Debout dans le salon, Haruto fixait son homme, debout devant la porte. Cette vision l'émouvait toujours. Bientôt, Ji Hoon pourrait se tenir là sans béquilles. Ne sachant quoi faire et encore moins quoi dire, il restait planté là. Il voulait laisser son compagnon s'exprimer le premier. Voulait-il revenir sur l'annonce de sa mère, ou préférait-il au contraire éluder ? Son sourire se fit un peu plus assuré, et il pencha la tête sur le côté, comme s'il réfléchissait à la réponse à donner, suite à la question de son homme. « Les nuits se rafraîchissent, donc j'accepte que tu dormes contre moi. » Son sourire se fit taquin. Bien sûr, même fâché, il serait incapable d'envoyer Ji Hoon sur le canapé. S'ils s'endormaient brouillés, l'un finissait toujours par se coller à l'autre en demandant pardon d'une petite voix. Et la plupart du temps, ils finissaient par faire l'amour. « Et toi ? Quand as-tu prévu d'aller chez ma mamie, déjà ? » Haruto croisa les bras, mais n'en perdit pas son sourire plein de malice pour autant. De plus, il ne resta pas bien longtemps dans cette position, écartant les bras pour mieux accueillir son homme contre lui. « Regardez moi comment il se tient fièrement debout ! » Cela l'émouvait à chaque fois. Fermant les yeux, il combla l'espace entre leurs lèvres, l'embrassant doucement. Dans sa poitrine, son cœur se mit à battre frénétiquement, comme s'il vivait là leur premier baiser. Comme à chaque fois. Ses mains se posèrent sur les hanches de Ji Hoon, le tenant fermement contre lui. Sa bouche dansait avec la sienne, il sentait un feu grimper en lui.
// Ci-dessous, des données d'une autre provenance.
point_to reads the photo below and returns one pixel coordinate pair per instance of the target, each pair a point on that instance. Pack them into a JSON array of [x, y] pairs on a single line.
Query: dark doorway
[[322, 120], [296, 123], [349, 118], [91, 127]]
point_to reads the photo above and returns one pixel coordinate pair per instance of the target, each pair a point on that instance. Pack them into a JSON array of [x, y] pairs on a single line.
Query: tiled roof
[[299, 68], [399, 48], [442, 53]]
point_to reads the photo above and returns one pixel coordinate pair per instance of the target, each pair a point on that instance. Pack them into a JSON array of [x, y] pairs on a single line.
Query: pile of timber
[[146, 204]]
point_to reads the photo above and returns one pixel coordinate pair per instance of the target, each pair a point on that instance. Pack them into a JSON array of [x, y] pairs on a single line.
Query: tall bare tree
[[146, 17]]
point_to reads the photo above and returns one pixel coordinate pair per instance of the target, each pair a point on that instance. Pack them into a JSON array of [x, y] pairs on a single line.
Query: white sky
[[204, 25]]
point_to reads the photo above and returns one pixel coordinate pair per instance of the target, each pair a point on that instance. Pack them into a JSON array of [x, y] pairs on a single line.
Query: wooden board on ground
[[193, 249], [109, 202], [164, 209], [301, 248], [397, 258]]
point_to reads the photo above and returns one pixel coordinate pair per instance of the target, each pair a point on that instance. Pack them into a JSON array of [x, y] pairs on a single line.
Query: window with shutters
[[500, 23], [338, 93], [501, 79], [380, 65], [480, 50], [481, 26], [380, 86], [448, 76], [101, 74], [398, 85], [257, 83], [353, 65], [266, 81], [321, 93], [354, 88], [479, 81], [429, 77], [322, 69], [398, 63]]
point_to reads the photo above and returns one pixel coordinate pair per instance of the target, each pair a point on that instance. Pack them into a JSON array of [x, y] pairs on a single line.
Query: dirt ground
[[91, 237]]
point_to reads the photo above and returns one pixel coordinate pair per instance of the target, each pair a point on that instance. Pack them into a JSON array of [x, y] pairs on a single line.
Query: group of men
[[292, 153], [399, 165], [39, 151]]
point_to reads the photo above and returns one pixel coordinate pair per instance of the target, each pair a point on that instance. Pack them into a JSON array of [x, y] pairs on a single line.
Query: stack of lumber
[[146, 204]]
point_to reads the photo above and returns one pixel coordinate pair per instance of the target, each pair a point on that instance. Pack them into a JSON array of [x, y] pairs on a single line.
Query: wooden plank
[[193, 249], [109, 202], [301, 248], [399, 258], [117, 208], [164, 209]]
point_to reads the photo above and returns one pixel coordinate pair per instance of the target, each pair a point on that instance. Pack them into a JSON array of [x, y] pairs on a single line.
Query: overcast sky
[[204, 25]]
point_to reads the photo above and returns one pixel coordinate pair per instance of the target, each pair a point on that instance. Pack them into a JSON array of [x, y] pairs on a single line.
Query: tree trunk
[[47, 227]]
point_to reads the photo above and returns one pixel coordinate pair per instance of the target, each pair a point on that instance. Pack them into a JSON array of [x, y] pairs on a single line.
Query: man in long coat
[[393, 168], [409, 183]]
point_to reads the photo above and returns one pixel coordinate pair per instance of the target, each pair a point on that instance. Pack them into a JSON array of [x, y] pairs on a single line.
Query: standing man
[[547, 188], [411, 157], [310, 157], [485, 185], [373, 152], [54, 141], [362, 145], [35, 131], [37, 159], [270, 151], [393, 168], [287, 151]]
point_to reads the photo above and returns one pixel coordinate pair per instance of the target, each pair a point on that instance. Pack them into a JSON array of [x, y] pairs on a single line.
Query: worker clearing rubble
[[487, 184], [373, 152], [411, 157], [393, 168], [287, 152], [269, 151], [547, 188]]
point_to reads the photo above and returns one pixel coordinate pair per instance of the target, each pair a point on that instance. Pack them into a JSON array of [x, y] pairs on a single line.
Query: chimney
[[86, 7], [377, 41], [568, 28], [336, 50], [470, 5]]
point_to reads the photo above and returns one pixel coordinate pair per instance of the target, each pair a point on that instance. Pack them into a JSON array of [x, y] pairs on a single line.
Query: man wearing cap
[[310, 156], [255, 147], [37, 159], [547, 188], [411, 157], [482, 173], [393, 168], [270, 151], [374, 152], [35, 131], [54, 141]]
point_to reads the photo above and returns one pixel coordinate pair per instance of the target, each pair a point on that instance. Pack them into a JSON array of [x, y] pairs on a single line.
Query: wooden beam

Avant d'être rapidement éteint. Douche froide. Sa mère. Haruto rouvrit les paupières, interdit. Avait-il bien entendu ? Cela venait vraiment de Ji Hoon ? Restant silencieux un instant, Haruto se laissa câliner par son homme, le laissant le serrer contre lui. Instinctivement – et parce qu'il en avait terriblement besoin – il écarta les bras pour mieux le serrer contre lui. Des larmes se mirent à noyer son regard, et il serra les paupières jusqu'à s'en faire mal pour les contenir. Reniflant de façon peu charmante, il enfouit son nez contre l'épaule de son compagnon. « Non... Je veux pas. Je peux pas. » Il en tremblait presque. Sentant qu'ils se tenaient là, debout, depuis un petit temps déjà, il emmena Ji Hoon vers le canapé, pour lui accorder du repos. Il ne devait pas forcer, cela n'aiderait en rien. S'essuyant les yeux, le Japonais se mit à rire de lui-même. « Mais quel idiot... » Levant son regard vers Ji Hoon pour mieux capter le sien, il lui sourit tendrement, quoiqu'un peu tristement. « C'est rien. Ça va passer. C'est juste... Ta mère, ses anecdotes sur votre famille... ça me rend faible. » Plus qu'il ne l'était déjà. « Je veux pas la voir, Hoonie. Pour lui dire quoi, hein ? Avec le mariage de mon père qui approche... » Son sourire retomba. « Elle doit être dévastée. Et moi... Je l'ai laissée tomber. Elle a beau être comme elle est... Ma mère l'aimait sincèrement, tu sais. Et nous aussi, elle nous aimait. » Parce qu'à l'heure actuelle, Haruto n'était pas certain que ce soit encore le cas, surtout pour lui. « Je saurais pas quoi lui dire. Ça ne sert à rien. » Il secoua la tête, comme pour s'en persuader. Cherchant la main de Ji Hoon, il la serra dans la sienne, avant de se laisser doucement tomber contre le dossier du canapé. « Je suis désolé... C'est toi qui devrais être en train de me dire ce que tu as sur le cœur... » Se redressant un peu pour mieux voir Ji Hoon, Haruto lui sourit tendrement. « Comment tu te sens, dis ? » Presque timidement, il l'embrassa, histoire de lui montrer qu'il l'aimait et était là pour lui, à chaque instant.